Siempre fui torpe en muchas cosas, creo que nací sin talentos ni virtudes, mi obsesión era la muerte; desde que tuve consciencia y razón, creo que a los 5 años, la muerte siempre estuvo muy cerca de mí, pero me interesaba más el asunto de mi propia muerte. Durante mi embarazo mi madre pasó por una gran perdida y un penoso luto, a los 2 meses de saberse esperando murió su madre en un trágico accidente de tránsito, supongo que fue una época de mucho dolor y llanto y un mal momento para estar embarazada, también creo que fue un ambiente hostil para mi desarrollo prenatal, afectivo y emocional. Nací en el seno de un hogar, de una familia, en la que siempre me sentí extraño, como si no encajara, no podía reconocerme en medio de ellos y por eso siempre aposté a la calle. Con recurrencia tuve miedos nocturnos, pesadillas, convivía con fantasmas y demonios y tenía una gran culpa que hasta pensaba ajena. Me refugié en la lectura y los juegos de calle, también me gustaba ir al colegio, me peleaba casi a diario con alguien, a la hora de salida yo tenía un combate pactado. Leí a Verne, a Twain, cantidad de cuentos infantiles cortos, leí El Principito, ese, unas cuantas veces, y cada vez me identificaba más con su trama, la vida, la naturaleza humana, el mundo de los adultos y, por qué no, la muerte. Para combatir mis desgracias nocturnas y la ansiedad que la oscuridad me generaba, cerraba los ojos, con mucho temor, y mi mente producía figuras tridimensionales, esferas de distintos tamaños y colores que chocaban entre sí y cambiaban su diámetro y dirección; así conseguía distraerme de mis miedos, de mis tormentosos demonios, así lograba conciliar el sueño. Tiempo después, cuando aparecieron los ordenadores y vi las primeras versiones de los protectores de pantalla, me reencontré con mis esferas y me asombré de ese hallazgo.

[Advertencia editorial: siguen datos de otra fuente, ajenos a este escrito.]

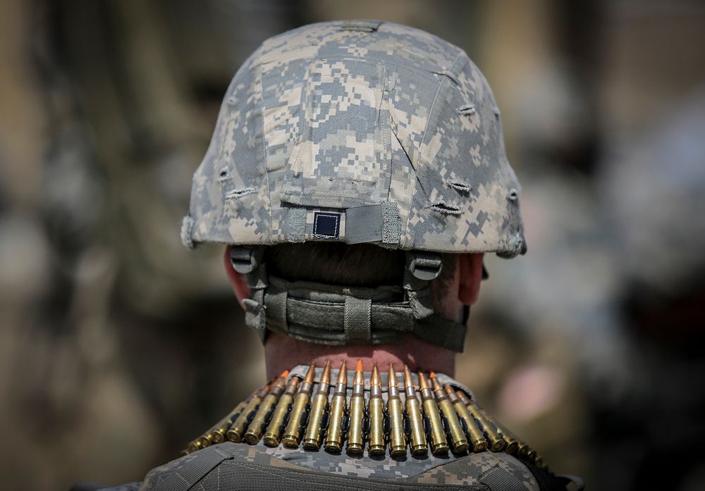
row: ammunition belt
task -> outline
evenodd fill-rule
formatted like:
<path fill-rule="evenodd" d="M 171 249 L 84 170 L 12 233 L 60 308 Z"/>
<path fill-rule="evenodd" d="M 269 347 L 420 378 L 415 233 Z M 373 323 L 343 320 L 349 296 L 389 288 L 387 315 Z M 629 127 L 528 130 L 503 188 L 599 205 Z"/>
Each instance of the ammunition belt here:
<path fill-rule="evenodd" d="M 369 388 L 352 396 L 347 389 L 329 394 L 327 385 L 325 392 L 314 392 L 313 384 L 307 387 L 306 383 L 286 391 L 274 382 L 263 386 L 181 454 L 228 441 L 255 445 L 263 440 L 270 447 L 322 447 L 339 454 L 346 445 L 350 454 L 362 454 L 367 448 L 370 455 L 388 451 L 393 457 L 407 452 L 422 456 L 429 451 L 435 455 L 448 450 L 455 455 L 504 452 L 548 470 L 535 450 L 472 396 L 449 384 L 435 390 L 415 388 L 413 397 L 403 390 L 400 397 L 385 393 L 383 397 Z"/>

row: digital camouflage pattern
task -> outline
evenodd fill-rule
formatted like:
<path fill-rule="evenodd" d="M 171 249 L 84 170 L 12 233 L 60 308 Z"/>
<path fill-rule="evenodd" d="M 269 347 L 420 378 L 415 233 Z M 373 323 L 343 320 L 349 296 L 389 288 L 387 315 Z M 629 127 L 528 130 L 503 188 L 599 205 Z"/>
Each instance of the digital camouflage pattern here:
<path fill-rule="evenodd" d="M 460 49 L 375 21 L 264 42 L 233 78 L 182 240 L 524 251 L 499 111 Z M 338 216 L 317 233 L 316 213 Z"/>
<path fill-rule="evenodd" d="M 318 457 L 321 454 L 325 452 L 301 449 L 290 454 L 298 458 L 287 459 L 271 455 L 262 445 L 223 443 L 152 470 L 138 489 L 433 490 L 450 487 L 483 491 L 539 490 L 531 471 L 506 454 L 472 454 L 457 460 L 429 457 L 433 465 L 419 472 L 415 472 L 419 470 L 415 466 L 368 456 L 339 456 L 321 468 Z M 511 487 L 493 486 L 499 482 L 511 483 Z M 254 483 L 259 487 L 254 487 Z"/>
<path fill-rule="evenodd" d="M 298 366 L 289 373 L 302 378 L 307 367 Z M 337 371 L 334 371 L 337 372 Z M 319 381 L 321 369 L 315 371 Z M 348 378 L 353 377 L 348 371 Z M 337 373 L 333 373 L 337 377 Z M 442 373 L 436 377 L 472 392 L 462 384 Z M 364 373 L 365 393 L 370 387 L 370 373 Z M 413 376 L 415 384 L 418 378 Z M 382 389 L 386 399 L 386 380 Z M 348 400 L 350 393 L 348 393 Z M 531 467 L 531 469 L 529 468 Z M 407 453 L 393 457 L 387 453 L 372 456 L 305 450 L 302 446 L 268 447 L 225 442 L 214 444 L 150 471 L 142 483 L 133 483 L 111 491 L 211 491 L 235 489 L 266 490 L 436 490 L 458 487 L 482 491 L 534 491 L 541 489 L 535 475 L 548 476 L 533 464 L 503 451 L 421 456 Z M 557 480 L 553 476 L 548 478 Z M 308 487 L 307 487 L 307 485 Z"/>

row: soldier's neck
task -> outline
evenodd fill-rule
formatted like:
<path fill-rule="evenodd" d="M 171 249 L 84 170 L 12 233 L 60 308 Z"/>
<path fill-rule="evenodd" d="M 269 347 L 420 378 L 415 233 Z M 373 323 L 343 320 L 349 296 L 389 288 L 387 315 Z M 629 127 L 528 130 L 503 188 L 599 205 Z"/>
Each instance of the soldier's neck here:
<path fill-rule="evenodd" d="M 323 366 L 331 361 L 337 367 L 343 360 L 354 368 L 357 360 L 362 361 L 366 371 L 375 362 L 386 369 L 390 363 L 401 371 L 407 364 L 412 371 L 418 368 L 441 372 L 453 376 L 455 370 L 454 352 L 408 335 L 400 344 L 360 344 L 324 346 L 293 340 L 278 332 L 270 332 L 264 344 L 267 378 L 271 379 L 296 365 L 315 363 Z"/>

Desde muy temprana edad quise suicidarme, al principio era como una especie de juego, dejaba de respirar, y aguantaba casi hasta el desmayo; tenía una extraordinaria fuerza de voluntad, algunas veces tapaba mi rostro con una almohada o simplemente apretaba con muchísima fuerza mi cuello, hasta casi estrangularme; quería saber si podía experimentar alguna sensación de pre-muerte, ver alguna luz del más allá, escuchar alguna voz, pero con frecuencia la voz que escuchaba era la de mi madre o la señora de la casa dándome un regaño y gritándome “muchacho qué carajo haces”.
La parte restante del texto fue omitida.